Welcome to EvanMiya College Basketball Analytics! The main objective of our work is to assess college basketball team and player strength. We have created an advanced statistical metric, Bayesian Performance Rating (BPR), which quantifies how effective a team or player is, using advanced box-score metrics and play-by-play data. This metric is predictive in nature, which means that each rating is fine-tuned to predict performance in future games.
Note: Some of the methodology is slightly outdated, and will be updated soon.
There are several pages of analysis (plus several more that appear when appropriate):
Now for some more detail into how we get these numbers:
We have box score data available for every game played in the each college basketball season, along with play-by-play data, which includes substitutions. The possession by possession data is the main component used to drive our analysis.
One key step that we take to gain the best predictions from our data is to only look at possessions in a game that “mattered”. Analyzing possessions when the game is already well out of hand isn't as valuable to us as possessions when the winner hasn't been decided yet. We use the in-game naive win probability (which assumes that teams are equally matched) in order to assess when a game was out of hand. Once a team has a win probability of at least 99%, we start down-weighting the possessions until the win probability is greater than 99.99%, at which point we discard all possessions entirely. In the rare situation where the losing team mounts a comeback and the win probability of the winning team sinks below 99%, we start giving each possession full weight again.
From a coach's perspective, every possession matters, even when your team has seemingly won or lost with minutes to spare. However, for predictive purposes, we can't properly assess the strength of a team when both teams aren't putting their normal lineups in or aren't playing as hard as they might if the outcome of the game were still in question.

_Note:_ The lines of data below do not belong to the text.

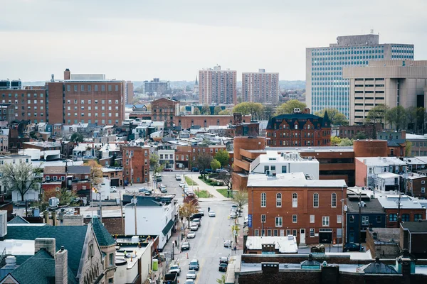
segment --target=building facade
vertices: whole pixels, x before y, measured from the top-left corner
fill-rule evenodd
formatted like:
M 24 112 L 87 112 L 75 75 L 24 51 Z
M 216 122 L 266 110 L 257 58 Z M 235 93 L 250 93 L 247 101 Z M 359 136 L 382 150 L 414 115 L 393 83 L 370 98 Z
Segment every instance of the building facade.
M 341 242 L 344 180 L 307 180 L 302 173 L 249 175 L 248 236 L 293 235 L 301 244 Z
M 199 102 L 203 104 L 237 104 L 237 72 L 221 66 L 199 71 Z
M 343 69 L 367 66 L 370 61 L 413 60 L 413 45 L 379 44 L 379 36 L 374 34 L 339 36 L 328 47 L 307 48 L 307 105 L 313 112 L 334 108 L 350 117 L 350 82 Z
M 265 69 L 242 73 L 243 102 L 275 103 L 280 94 L 279 73 L 265 72 Z
M 347 66 L 349 80 L 349 122 L 362 124 L 371 109 L 427 105 L 427 61 L 404 59 L 371 61 L 367 66 Z
M 329 146 L 331 122 L 327 112 L 323 118 L 300 112 L 281 114 L 268 121 L 266 134 L 270 147 Z

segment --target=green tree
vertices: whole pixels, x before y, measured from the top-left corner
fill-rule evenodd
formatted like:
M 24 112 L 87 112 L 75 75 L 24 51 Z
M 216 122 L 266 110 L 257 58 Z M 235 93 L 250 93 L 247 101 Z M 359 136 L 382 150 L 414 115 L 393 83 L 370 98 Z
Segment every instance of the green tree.
M 338 136 L 331 136 L 331 145 L 335 146 L 341 143 L 341 138 Z
M 215 106 L 215 108 L 214 109 L 214 114 L 217 115 L 221 111 L 222 111 L 222 109 L 221 109 L 221 106 Z
M 224 109 L 223 111 L 221 111 L 218 113 L 219 115 L 230 115 L 231 114 L 231 111 L 229 109 Z
M 386 121 L 390 124 L 391 129 L 403 129 L 406 128 L 406 110 L 402 106 L 391 108 L 386 112 Z
M 226 165 L 228 165 L 230 154 L 228 154 L 228 152 L 226 150 L 221 149 L 215 154 L 215 159 L 219 162 L 222 168 L 224 168 Z
M 303 110 L 306 107 L 307 104 L 305 104 L 305 103 L 301 102 L 297 99 L 291 99 L 280 105 L 276 110 L 275 116 L 285 114 L 292 114 L 294 109 L 295 108 Z
M 388 110 L 389 106 L 384 104 L 378 104 L 374 106 L 368 111 L 368 115 L 365 119 L 366 122 L 384 125 L 386 121 L 386 113 Z
M 211 162 L 211 168 L 212 170 L 217 170 L 221 168 L 221 163 L 216 159 L 212 160 Z
M 194 109 L 193 110 L 193 114 L 200 115 L 200 109 L 199 109 L 198 107 L 194 107 Z
M 16 190 L 24 201 L 25 194 L 30 190 L 39 190 L 41 182 L 41 169 L 31 163 L 4 163 L 0 165 L 0 182 L 6 190 Z
M 349 121 L 345 115 L 338 111 L 338 109 L 323 109 L 320 111 L 315 112 L 315 114 L 318 116 L 323 117 L 325 116 L 325 111 L 327 111 L 327 116 L 331 121 L 331 124 L 332 124 L 334 126 L 349 125 Z
M 71 136 L 70 140 L 75 143 L 83 142 L 83 136 L 79 133 L 74 132 L 73 133 L 73 135 Z
M 211 115 L 211 108 L 207 104 L 204 104 L 201 106 L 201 114 L 203 115 Z

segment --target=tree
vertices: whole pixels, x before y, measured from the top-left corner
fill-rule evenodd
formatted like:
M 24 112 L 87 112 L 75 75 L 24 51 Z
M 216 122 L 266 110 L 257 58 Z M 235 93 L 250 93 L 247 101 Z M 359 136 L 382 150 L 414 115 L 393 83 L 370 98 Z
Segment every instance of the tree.
M 331 145 L 336 146 L 341 143 L 341 138 L 338 136 L 331 136 Z
M 96 187 L 97 185 L 102 182 L 102 166 L 97 163 L 95 160 L 90 160 L 85 163 L 83 165 L 90 167 L 90 173 L 89 178 L 92 185 Z
M 391 129 L 406 129 L 408 121 L 406 110 L 402 106 L 394 106 L 389 109 L 386 112 L 386 121 L 390 124 Z
M 351 146 L 353 145 L 353 141 L 348 138 L 341 139 L 341 142 L 338 144 L 339 146 Z
M 365 119 L 366 122 L 372 124 L 384 124 L 385 121 L 386 113 L 389 106 L 384 104 L 379 104 L 369 109 L 368 115 Z
M 216 159 L 212 160 L 211 162 L 211 168 L 212 170 L 217 170 L 221 168 L 221 163 L 218 161 Z
M 221 109 L 221 106 L 215 106 L 215 108 L 214 109 L 214 114 L 217 115 L 218 114 L 219 114 L 219 112 L 222 111 L 222 109 Z
M 238 207 L 238 216 L 241 215 L 243 207 L 248 204 L 248 191 L 244 190 L 238 190 L 233 195 L 233 202 L 234 202 Z
M 231 111 L 228 109 L 224 109 L 223 111 L 221 111 L 218 113 L 218 115 L 230 115 L 231 114 Z
M 83 142 L 83 136 L 81 133 L 74 132 L 71 136 L 70 140 L 74 143 Z
M 179 217 L 181 220 L 186 219 L 189 227 L 190 226 L 190 217 L 192 214 L 199 212 L 196 206 L 191 202 L 184 202 L 179 207 Z
M 30 190 L 40 190 L 41 175 L 39 168 L 30 163 L 5 163 L 0 165 L 0 182 L 10 192 L 16 190 L 24 201 L 25 194 Z
M 199 109 L 198 107 L 194 107 L 194 109 L 193 110 L 193 114 L 194 115 L 200 115 L 200 109 Z
M 201 106 L 201 114 L 203 115 L 211 115 L 211 108 L 207 104 L 204 104 Z
M 334 126 L 349 125 L 349 121 L 345 115 L 338 111 L 337 109 L 323 109 L 320 111 L 315 112 L 315 114 L 323 117 L 325 111 L 327 111 L 327 116 Z
M 215 159 L 219 162 L 222 168 L 224 168 L 226 165 L 228 165 L 230 155 L 226 150 L 221 149 L 215 154 Z
M 201 153 L 196 157 L 196 167 L 197 167 L 201 173 L 204 173 L 206 169 L 209 168 L 212 160 L 214 160 L 214 158 L 210 154 L 207 153 Z
M 276 110 L 275 116 L 285 114 L 292 114 L 294 109 L 295 108 L 302 110 L 306 107 L 307 104 L 305 104 L 305 103 L 301 102 L 297 99 L 291 99 L 279 106 Z

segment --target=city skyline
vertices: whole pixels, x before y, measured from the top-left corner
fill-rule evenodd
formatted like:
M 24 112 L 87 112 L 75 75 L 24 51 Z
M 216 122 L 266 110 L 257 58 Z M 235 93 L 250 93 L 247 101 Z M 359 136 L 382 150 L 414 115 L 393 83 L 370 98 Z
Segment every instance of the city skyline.
M 330 9 L 325 3 L 282 2 L 6 1 L 10 12 L 0 19 L 0 35 L 8 40 L 0 62 L 7 68 L 0 78 L 62 79 L 70 68 L 109 79 L 189 81 L 218 64 L 237 70 L 238 78 L 265 68 L 283 80 L 305 80 L 306 48 L 371 28 L 381 43 L 413 43 L 415 60 L 427 58 L 421 1 L 404 9 L 394 8 L 396 1 L 330 1 Z

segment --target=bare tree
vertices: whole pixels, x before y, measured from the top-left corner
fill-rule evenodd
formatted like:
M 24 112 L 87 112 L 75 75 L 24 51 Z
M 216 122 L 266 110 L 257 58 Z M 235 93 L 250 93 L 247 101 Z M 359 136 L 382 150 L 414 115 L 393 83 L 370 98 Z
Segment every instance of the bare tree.
M 24 201 L 24 195 L 28 190 L 40 189 L 41 172 L 40 168 L 28 163 L 5 163 L 0 165 L 0 182 L 8 191 L 18 191 Z

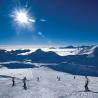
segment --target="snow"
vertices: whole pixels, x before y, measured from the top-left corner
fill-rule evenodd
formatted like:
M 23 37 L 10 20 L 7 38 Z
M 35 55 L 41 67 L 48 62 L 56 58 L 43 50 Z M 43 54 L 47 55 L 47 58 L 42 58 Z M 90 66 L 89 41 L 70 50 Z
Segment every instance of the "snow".
M 25 49 L 25 48 L 24 48 Z M 24 49 L 20 49 L 20 50 L 24 50 Z M 27 49 L 27 48 L 26 48 Z M 35 52 L 38 48 L 30 48 L 29 52 L 24 52 L 24 53 L 20 53 L 18 55 L 29 55 L 32 52 Z M 77 52 L 76 48 L 65 48 L 65 49 L 59 49 L 59 48 L 55 48 L 55 49 L 50 49 L 50 48 L 41 48 L 43 51 L 48 52 L 48 51 L 52 51 L 57 53 L 60 56 L 66 56 L 66 55 L 75 55 Z M 12 49 L 7 49 L 7 51 L 11 51 Z M 13 49 L 16 50 L 16 49 Z
M 14 76 L 16 86 L 12 87 Z M 27 77 L 27 90 L 23 89 L 23 77 Z M 61 81 L 57 80 L 57 76 Z M 37 81 L 39 77 L 39 81 Z M 0 98 L 98 98 L 98 77 L 88 77 L 89 89 L 84 92 L 85 77 L 54 71 L 47 67 L 27 69 L 0 69 Z

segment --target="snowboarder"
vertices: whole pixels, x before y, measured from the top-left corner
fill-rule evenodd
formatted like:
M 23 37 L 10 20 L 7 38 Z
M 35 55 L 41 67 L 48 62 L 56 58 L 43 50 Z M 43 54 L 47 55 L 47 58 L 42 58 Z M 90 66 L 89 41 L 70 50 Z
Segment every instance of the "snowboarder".
M 26 80 L 27 80 L 26 77 L 24 77 L 24 78 L 23 78 L 23 84 L 24 84 L 24 85 L 23 85 L 23 88 L 24 88 L 25 90 L 27 90 Z
M 88 88 L 89 79 L 88 79 L 87 76 L 85 76 L 85 79 L 86 79 L 86 80 L 85 80 L 85 86 L 84 86 L 84 87 L 85 87 L 85 91 L 88 92 L 88 91 L 90 91 L 89 88 Z
M 12 77 L 12 87 L 15 86 L 15 77 Z

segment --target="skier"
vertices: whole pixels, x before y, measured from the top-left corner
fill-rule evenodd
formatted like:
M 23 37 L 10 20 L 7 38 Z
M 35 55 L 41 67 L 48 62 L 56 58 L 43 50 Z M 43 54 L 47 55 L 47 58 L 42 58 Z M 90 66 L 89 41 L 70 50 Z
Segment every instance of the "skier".
M 85 91 L 88 92 L 88 91 L 90 91 L 89 88 L 88 88 L 89 79 L 88 79 L 87 76 L 85 76 L 85 79 L 86 79 L 86 81 L 85 81 L 85 86 L 84 87 L 85 87 Z
M 37 77 L 37 81 L 39 82 L 39 77 Z
M 15 77 L 12 77 L 12 87 L 15 86 Z
M 24 77 L 24 78 L 23 78 L 23 84 L 24 84 L 24 85 L 23 85 L 23 88 L 24 88 L 25 90 L 27 90 L 26 80 L 27 80 L 26 77 Z
M 76 77 L 74 76 L 74 79 L 75 79 Z
M 60 78 L 59 76 L 57 76 L 57 80 L 58 80 L 58 81 L 60 81 L 60 80 L 61 80 L 61 78 Z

The purpose behind the Bayesian Performance Rating (BPR) at a team level is to provide each team a true offensive and a true defensive rating that best explains all of the real game results that we observed from the season. These can be used, along with the BPR ratings of the opposing team, to estimate each team's expected offensive and defensive efficiency (points scored per 100 possessions) in a game. Taking the possession by possession results from each game, and adjusting for home court advantage (more on that in a moment), we run a bayesian regression to find the offensive (OPBR) and defensive (DBPR) coefficients for each team. These coefficients are designed to have 0 as the national average. Thus, very good teams will have higher positive offensive and defensive ratings. A team's overall BPR is just the sum of its OBPR and DBPR.
For example, from the 2019-20 season, 4th ranked Baylor's calculated OBPR was 30.2, and their DBPR was 35.9. On the other hand, 319th ranked Idaho had an OBPR of -23.0 and a DBPR of -13.5.
Our team ratings also incorporate team-specific home court advantages, and adjust for each team's pace of play, seen in the True Tempo metric, which is the adjusted pace of play for each team, based on if they were playing the D1 team with the average tempo.
In the Bayesian Performance Rating for players, each player has an Offensive BPR and a Defensive BPR, which are added together to make the player's overall BPR. Player BPR has two components: player impact and player efficiency.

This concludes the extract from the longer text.